Пылающие глаза вспыхивают. Распахиваются шире. Они растерялись, удивились. Чувствую, как моя рука сжимает хватку.
Почему-то у этих пылающих глаз теперь совершенно другое выражение. Вместо голода я вижу в них отчаяние. Вместо жажды — страх?
Пламя в груди будто бы на миг трепыхается, как свеча на ветру, постепенно унимается и я впервые не чувствую угрозы. Только… боль. Похожую на мою.
Но это длиться мгновение, потому, что неожиданно для меня в груди словно разлили расплавленный металл. Он нестерпимо жжет меня изнутри.
Слышу голос, звучащий прямо в моей голове. Потусторонний, низкий — такого тембра, который я никогда не встречал в своей жизни, но одновременно бесконечно знакомый, будто я слушал его всю жизнь.
Он говорит мне прямо в мозг, минуя уши. Я его уже слышал. Слышал, и это довело меня до грани. Он говорит мне:
«Убей. Победи. Мы не должны проиграть».
Шея в моей руке кажется такой хрупкой. Одно движение — и она переломится, как сухая ветвь.
«Убей. Освободись», — повторяет голос.
Я пытаюсь вдохнуть и не могу.
«Убей. Стань тем, кем должен».
В глазах передо мной уже нет страха — только немая мольба. И… надежда?
Какого чёрта вообще происходит? Какого чёрта я делаю?
«Убей. Получи силу».
Силу? О какой силе он говорит, если только и делает, что командует мной? Где сила в том, чтобы быть его безвольным рабом? Ну уж нет.
— Да пошёл ты, — говорю я. — Ты мной управлять не будешь.
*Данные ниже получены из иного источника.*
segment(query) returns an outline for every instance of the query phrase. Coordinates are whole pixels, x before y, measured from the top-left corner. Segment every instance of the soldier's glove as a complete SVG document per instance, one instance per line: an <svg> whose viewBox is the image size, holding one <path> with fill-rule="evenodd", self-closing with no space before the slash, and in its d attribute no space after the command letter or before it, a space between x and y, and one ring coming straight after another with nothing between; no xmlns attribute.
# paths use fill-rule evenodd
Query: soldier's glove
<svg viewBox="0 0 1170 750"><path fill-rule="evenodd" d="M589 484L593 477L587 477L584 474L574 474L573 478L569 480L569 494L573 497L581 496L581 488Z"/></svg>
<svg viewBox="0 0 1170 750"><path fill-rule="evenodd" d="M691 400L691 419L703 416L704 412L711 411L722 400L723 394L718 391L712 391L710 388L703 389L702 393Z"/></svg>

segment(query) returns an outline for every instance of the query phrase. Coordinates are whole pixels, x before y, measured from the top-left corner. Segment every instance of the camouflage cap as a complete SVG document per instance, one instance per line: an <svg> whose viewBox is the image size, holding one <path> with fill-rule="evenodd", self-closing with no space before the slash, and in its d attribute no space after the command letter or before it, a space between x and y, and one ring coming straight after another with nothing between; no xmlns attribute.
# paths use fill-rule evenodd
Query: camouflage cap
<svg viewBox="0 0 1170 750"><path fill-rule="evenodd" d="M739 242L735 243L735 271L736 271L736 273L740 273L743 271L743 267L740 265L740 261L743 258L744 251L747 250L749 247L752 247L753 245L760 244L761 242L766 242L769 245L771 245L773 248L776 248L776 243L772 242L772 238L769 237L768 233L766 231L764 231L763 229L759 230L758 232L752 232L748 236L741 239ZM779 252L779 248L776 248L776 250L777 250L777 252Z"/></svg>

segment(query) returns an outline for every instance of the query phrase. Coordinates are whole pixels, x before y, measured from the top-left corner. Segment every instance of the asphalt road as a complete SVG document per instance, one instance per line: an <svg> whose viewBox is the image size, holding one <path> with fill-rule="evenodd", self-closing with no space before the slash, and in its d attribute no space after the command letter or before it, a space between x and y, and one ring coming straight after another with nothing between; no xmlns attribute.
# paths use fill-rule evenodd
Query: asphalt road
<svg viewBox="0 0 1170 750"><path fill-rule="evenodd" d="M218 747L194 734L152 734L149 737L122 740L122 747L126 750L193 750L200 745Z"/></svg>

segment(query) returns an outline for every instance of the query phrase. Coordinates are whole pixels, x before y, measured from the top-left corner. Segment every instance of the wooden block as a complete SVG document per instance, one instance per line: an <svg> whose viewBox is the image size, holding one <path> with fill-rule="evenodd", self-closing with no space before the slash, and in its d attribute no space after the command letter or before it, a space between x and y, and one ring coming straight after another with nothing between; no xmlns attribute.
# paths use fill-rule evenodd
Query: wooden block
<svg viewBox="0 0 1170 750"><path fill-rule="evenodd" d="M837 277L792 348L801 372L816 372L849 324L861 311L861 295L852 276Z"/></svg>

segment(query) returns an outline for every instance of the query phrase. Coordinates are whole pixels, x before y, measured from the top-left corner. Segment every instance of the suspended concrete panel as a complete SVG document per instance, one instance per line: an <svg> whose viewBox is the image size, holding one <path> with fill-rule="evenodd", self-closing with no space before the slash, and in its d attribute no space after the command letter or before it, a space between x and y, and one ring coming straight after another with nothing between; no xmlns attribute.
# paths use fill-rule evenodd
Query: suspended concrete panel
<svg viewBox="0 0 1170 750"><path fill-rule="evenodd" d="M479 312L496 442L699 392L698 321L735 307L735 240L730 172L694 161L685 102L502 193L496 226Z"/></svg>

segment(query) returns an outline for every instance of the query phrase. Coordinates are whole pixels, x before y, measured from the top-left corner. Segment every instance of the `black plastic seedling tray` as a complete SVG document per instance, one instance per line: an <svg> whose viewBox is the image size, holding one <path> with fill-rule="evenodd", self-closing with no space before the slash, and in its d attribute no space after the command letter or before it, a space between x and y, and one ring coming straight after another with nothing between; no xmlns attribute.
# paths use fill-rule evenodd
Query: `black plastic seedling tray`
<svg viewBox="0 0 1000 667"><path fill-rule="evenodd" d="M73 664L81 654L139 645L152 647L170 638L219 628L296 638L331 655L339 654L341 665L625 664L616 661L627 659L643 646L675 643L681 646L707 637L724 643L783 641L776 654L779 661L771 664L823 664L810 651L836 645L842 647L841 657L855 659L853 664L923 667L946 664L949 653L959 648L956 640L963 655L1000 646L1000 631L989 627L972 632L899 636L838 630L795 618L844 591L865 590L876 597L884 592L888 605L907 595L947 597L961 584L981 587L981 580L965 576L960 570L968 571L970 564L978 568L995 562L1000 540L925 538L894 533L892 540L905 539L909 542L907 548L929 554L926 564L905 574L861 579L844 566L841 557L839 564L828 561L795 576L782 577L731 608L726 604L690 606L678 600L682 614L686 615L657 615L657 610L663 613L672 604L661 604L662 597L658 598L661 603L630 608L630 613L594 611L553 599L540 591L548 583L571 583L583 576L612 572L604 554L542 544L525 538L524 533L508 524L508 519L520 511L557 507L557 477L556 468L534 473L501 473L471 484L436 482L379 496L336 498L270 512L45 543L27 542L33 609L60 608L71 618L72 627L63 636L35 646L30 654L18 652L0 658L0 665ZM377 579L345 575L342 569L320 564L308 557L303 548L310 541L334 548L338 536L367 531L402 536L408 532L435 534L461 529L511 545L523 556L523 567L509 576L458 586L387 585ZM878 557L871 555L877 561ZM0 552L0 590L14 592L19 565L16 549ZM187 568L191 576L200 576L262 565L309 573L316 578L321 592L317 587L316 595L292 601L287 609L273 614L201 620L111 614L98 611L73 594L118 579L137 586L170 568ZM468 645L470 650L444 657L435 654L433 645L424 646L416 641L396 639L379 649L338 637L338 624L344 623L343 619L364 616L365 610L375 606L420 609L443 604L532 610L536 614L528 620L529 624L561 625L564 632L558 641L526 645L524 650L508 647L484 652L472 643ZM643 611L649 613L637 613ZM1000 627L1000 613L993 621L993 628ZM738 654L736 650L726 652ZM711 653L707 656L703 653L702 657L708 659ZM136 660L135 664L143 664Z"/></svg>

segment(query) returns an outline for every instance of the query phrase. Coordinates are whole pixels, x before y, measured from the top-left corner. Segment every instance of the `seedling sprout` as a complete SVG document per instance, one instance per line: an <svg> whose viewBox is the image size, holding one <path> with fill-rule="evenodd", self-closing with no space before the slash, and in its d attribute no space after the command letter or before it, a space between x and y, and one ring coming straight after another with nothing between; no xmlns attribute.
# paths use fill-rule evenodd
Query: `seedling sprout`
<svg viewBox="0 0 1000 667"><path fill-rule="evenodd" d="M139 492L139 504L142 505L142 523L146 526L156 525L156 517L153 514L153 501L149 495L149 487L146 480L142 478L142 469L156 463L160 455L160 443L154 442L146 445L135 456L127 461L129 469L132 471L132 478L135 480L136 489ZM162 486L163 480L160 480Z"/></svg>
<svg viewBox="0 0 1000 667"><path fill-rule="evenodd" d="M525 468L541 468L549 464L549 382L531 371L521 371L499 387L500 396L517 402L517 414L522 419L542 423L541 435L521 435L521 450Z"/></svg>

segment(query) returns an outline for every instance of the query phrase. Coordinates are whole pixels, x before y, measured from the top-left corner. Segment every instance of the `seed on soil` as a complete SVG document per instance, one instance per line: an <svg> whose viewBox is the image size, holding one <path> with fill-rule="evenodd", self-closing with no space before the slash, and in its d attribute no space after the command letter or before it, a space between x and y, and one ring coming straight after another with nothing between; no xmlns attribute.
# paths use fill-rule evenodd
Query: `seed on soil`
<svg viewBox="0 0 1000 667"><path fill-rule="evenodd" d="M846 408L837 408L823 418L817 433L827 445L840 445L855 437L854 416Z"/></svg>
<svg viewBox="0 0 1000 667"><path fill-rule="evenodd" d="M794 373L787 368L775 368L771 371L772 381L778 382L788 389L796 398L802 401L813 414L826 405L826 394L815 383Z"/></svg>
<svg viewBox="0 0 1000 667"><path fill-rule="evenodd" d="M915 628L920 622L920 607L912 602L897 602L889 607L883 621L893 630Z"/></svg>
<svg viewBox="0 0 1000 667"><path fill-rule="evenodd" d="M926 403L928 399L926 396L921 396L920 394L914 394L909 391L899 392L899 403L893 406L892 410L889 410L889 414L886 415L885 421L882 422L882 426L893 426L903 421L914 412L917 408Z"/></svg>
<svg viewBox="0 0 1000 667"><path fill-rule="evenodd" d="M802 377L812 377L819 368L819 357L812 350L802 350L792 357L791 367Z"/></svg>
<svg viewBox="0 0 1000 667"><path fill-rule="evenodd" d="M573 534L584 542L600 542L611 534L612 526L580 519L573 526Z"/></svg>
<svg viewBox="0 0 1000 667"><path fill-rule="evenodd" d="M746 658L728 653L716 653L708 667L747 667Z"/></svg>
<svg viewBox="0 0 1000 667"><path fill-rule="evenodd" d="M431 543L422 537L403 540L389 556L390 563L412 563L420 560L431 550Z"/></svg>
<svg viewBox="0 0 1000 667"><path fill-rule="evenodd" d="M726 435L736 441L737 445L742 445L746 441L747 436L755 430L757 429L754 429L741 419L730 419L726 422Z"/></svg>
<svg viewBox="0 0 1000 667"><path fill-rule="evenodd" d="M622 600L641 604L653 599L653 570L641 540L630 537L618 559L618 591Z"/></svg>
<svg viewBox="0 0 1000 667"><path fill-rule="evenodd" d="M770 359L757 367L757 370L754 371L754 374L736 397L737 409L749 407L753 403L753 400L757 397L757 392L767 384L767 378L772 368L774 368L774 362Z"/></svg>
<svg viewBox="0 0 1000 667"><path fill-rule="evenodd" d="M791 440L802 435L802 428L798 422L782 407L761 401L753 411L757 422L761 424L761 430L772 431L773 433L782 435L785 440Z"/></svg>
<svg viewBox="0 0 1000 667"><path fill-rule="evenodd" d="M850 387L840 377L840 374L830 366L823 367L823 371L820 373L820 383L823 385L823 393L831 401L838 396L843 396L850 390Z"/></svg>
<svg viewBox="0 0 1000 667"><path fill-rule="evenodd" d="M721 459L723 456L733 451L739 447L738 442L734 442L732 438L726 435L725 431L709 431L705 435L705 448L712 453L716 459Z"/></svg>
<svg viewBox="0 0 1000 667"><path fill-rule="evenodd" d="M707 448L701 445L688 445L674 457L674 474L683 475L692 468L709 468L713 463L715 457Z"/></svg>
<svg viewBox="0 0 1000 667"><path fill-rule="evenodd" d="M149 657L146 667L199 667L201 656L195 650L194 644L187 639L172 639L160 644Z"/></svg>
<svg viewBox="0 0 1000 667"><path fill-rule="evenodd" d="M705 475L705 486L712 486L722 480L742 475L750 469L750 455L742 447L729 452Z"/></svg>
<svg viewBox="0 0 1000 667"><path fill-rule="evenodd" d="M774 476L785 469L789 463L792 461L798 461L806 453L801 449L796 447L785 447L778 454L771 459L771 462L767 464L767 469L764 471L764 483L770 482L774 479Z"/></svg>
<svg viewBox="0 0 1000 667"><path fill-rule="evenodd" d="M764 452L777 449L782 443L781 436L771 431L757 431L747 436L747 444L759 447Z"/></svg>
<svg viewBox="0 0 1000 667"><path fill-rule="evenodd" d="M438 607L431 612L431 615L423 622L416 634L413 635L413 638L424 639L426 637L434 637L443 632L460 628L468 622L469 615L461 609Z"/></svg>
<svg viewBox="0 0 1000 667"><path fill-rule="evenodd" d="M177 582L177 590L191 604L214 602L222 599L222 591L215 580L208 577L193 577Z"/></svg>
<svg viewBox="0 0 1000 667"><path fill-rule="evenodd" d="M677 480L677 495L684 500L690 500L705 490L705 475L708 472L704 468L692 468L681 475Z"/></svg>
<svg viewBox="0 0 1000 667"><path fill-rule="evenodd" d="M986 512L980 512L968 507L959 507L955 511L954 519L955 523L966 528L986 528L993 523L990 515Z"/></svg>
Разжимаю руку. Пламенные глаза распахиваются. Они удивлены. На миг в них проскальзывает… Сожаление? И они исчезают, растворяясь в темноте, как огонь погасшей свечи.
Пламя в груди начинает вновь разгораться. Теперь оно несёт не только боль, но и свет, и тепло. Тепло разливается от груди по всему телу. Непроглядная темнота начинает отступать.
Но это ненадолго. Вновь меня обступает тьма.
Резко разворачиваюсь и вижу… себя. Укутанного языками пламени и тьмой. Кожа моя черна, на руках — когти, глаза горят багровым огнём. В них нет ничего кроме ярости и ненависти. Угольно черное, покрытое роговыми наростами тело укутано пеленой пламени, а в жилах струится темнота вперемешку с огнём. В груди — сочащаяся яркой пылающей кровью дыра.